Effect of Dlx5/6 inactivation on the expression of genes involved in uterine maturation
We then analysed the effect of Dlx5/6 conditional inactivation on the level of expression of key genes of uterine post-natal maturation (Fig. 5). As expected, in conditionally deleted uteri, Dlx5 and Dlx6 expression are not detectable. Several Wnt genes are known to orchestrate post-natal maturation (4). In particular, Wnt7a plays a role in glandular and myometrial formation (28) and regulates other Wnt genes and Hoxa10 and Hoxa11 (29), which play an important role in stromal proliferation. In PgrCre/+; Dlx5/6flox/flox uteri at PN25, Wnt7a, expressed in the LE, and Wnt11, expressed in both GE and LE, are upregulated. Msx1 and Msx2 are expressed by LE cells and are important for the process of implantation (30,31). In PgrCre/+; Dlx5/6flox/flox uteri, the expression of both Msx genes is deregulated: Msx1 is downregulated while Msx2 is upregulated. In line with the observation of a severe reduction in the number of uterine glands, Foxa2, normally expressed by uterine GE is downregulated in mutant uteri. Surprisingly leukemia inhibitory factor, which is mostly produced by uterine glands, is upregulated. Hoxa10 and Hoxa11, which are expressed in the stroma, are downregulated.
RNA-seq transcriptome analysis
To analyse the molecular regulations associated with the mutant phenotype, we have compared by RNA-seq the transcriptomic signatures of normal and mutant uteri at PN25.
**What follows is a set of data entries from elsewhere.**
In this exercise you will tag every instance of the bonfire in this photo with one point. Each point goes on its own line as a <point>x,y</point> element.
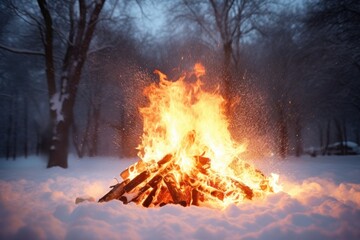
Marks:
<point>187,154</point>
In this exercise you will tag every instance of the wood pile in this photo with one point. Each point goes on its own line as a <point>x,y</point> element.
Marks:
<point>160,183</point>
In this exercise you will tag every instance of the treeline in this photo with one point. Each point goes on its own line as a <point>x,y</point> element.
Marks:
<point>72,72</point>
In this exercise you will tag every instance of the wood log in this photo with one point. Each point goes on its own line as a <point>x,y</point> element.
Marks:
<point>165,160</point>
<point>210,191</point>
<point>152,183</point>
<point>151,196</point>
<point>115,193</point>
<point>139,166</point>
<point>195,197</point>
<point>175,193</point>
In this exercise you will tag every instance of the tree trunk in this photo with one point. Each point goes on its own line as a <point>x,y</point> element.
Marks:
<point>298,138</point>
<point>62,101</point>
<point>60,141</point>
<point>95,135</point>
<point>227,48</point>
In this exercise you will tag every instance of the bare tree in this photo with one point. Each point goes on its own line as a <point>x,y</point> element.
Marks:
<point>226,24</point>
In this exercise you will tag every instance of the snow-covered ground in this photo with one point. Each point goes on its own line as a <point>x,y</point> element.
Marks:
<point>321,200</point>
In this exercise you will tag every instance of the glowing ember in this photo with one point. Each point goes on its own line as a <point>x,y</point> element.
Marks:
<point>188,156</point>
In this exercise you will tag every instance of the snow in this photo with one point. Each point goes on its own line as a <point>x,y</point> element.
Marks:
<point>56,102</point>
<point>321,200</point>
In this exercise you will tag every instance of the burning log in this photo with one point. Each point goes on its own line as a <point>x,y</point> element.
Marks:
<point>115,193</point>
<point>175,192</point>
<point>163,188</point>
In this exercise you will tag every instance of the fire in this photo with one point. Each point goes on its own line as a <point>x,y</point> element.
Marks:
<point>187,153</point>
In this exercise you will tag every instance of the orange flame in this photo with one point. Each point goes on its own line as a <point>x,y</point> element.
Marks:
<point>186,121</point>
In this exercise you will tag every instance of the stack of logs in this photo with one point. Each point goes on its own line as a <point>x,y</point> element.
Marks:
<point>158,184</point>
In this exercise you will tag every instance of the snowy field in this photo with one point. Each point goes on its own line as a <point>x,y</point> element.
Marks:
<point>320,200</point>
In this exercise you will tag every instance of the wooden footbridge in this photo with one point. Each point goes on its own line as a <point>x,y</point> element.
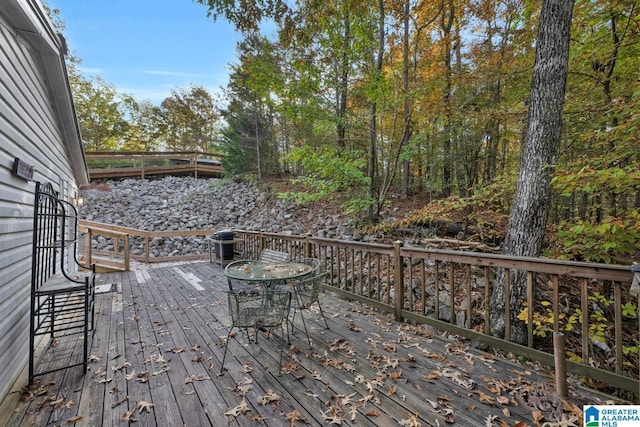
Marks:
<point>129,164</point>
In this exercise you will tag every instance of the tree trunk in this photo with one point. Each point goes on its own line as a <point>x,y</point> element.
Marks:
<point>406,112</point>
<point>528,217</point>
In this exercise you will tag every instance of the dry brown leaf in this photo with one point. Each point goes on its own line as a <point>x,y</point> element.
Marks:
<point>354,327</point>
<point>294,416</point>
<point>144,406</point>
<point>412,421</point>
<point>566,421</point>
<point>485,398</point>
<point>238,410</point>
<point>128,416</point>
<point>503,400</point>
<point>269,397</point>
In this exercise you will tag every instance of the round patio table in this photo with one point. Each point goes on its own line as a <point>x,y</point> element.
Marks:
<point>268,273</point>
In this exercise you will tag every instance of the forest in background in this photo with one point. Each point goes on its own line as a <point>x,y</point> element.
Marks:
<point>356,99</point>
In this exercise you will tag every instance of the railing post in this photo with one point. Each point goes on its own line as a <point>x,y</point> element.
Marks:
<point>146,247</point>
<point>398,275</point>
<point>561,364</point>
<point>307,245</point>
<point>87,251</point>
<point>127,259</point>
<point>261,239</point>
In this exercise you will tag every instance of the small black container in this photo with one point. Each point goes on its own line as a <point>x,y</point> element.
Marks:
<point>227,248</point>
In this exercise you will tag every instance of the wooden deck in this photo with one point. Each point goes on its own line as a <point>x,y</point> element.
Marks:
<point>157,351</point>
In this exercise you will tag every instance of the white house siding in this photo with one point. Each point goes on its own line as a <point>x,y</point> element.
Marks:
<point>32,128</point>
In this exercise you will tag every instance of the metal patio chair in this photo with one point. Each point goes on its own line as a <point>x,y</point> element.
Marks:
<point>306,292</point>
<point>258,309</point>
<point>269,255</point>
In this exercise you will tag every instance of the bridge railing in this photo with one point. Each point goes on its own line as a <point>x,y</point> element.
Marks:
<point>453,291</point>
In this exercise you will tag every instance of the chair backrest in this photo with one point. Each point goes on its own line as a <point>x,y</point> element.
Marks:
<point>270,255</point>
<point>314,263</point>
<point>260,308</point>
<point>307,290</point>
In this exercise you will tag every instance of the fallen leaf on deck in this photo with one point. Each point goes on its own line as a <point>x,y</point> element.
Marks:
<point>143,377</point>
<point>144,406</point>
<point>412,421</point>
<point>128,416</point>
<point>294,416</point>
<point>566,421</point>
<point>503,400</point>
<point>193,378</point>
<point>484,397</point>
<point>270,397</point>
<point>354,327</point>
<point>124,365</point>
<point>240,409</point>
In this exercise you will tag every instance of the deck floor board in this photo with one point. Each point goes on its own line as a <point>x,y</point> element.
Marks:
<point>159,340</point>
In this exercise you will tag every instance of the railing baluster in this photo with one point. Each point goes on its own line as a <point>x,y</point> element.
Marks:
<point>617,296</point>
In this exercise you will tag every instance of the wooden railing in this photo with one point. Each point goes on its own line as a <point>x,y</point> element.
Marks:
<point>123,253</point>
<point>120,164</point>
<point>451,291</point>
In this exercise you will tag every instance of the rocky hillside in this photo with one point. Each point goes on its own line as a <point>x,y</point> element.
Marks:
<point>186,203</point>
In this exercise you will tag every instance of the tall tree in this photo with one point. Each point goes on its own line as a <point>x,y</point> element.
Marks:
<point>100,112</point>
<point>189,119</point>
<point>528,217</point>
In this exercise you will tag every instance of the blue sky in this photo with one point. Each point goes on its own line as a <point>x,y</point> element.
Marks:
<point>146,48</point>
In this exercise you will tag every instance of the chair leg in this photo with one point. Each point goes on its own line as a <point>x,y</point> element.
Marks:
<point>322,314</point>
<point>304,324</point>
<point>224,356</point>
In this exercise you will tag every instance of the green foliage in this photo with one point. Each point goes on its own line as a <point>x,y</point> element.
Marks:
<point>598,241</point>
<point>326,173</point>
<point>570,317</point>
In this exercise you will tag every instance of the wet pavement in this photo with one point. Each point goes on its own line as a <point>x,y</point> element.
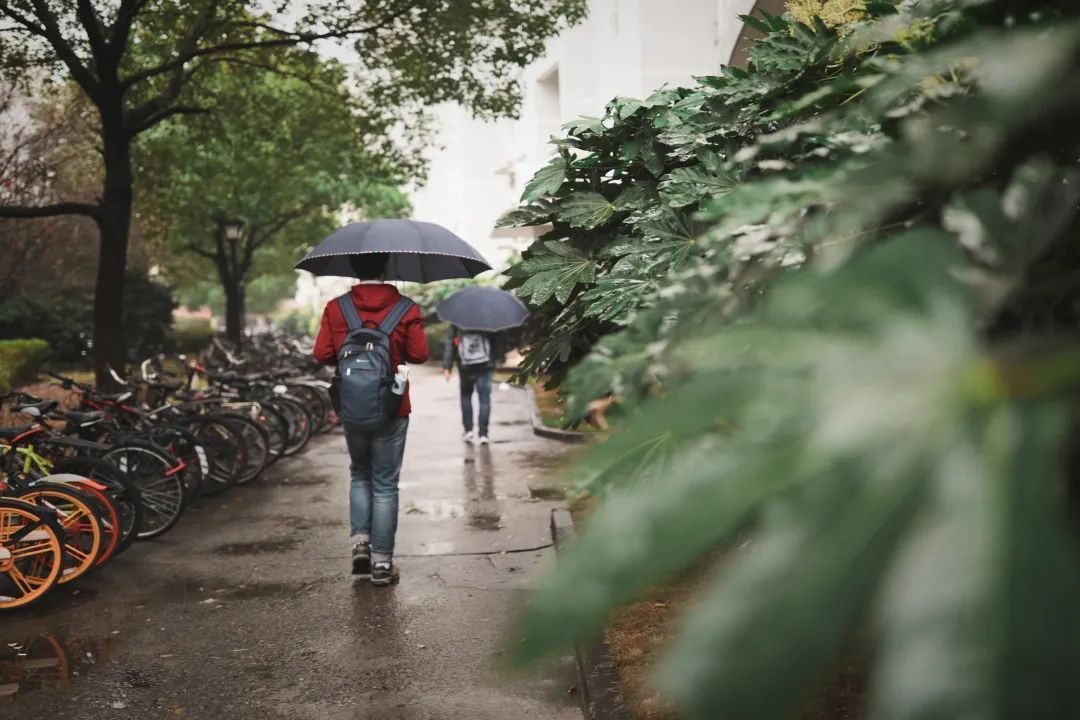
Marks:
<point>246,610</point>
In total, 424/16 748 genes are differentially expressed; 195 are over expressed and 229 are under expressed (Supplementary Material, Tables S1–S3). As histological inspection of the mutant uteri displayed a strong reduction in the number of uterine secretory glands, we also identified the subpopulation of secreted genes in differentially expressed genes (Supplementary Material, Table S4). We confirmed that between the most deregulated genes are those involved in uterine maturation (Wnt7a, Wnt11, Msx2, Foxa2), but also genes important for fertility and implantation (cystathionine beta synthase, ErbB4).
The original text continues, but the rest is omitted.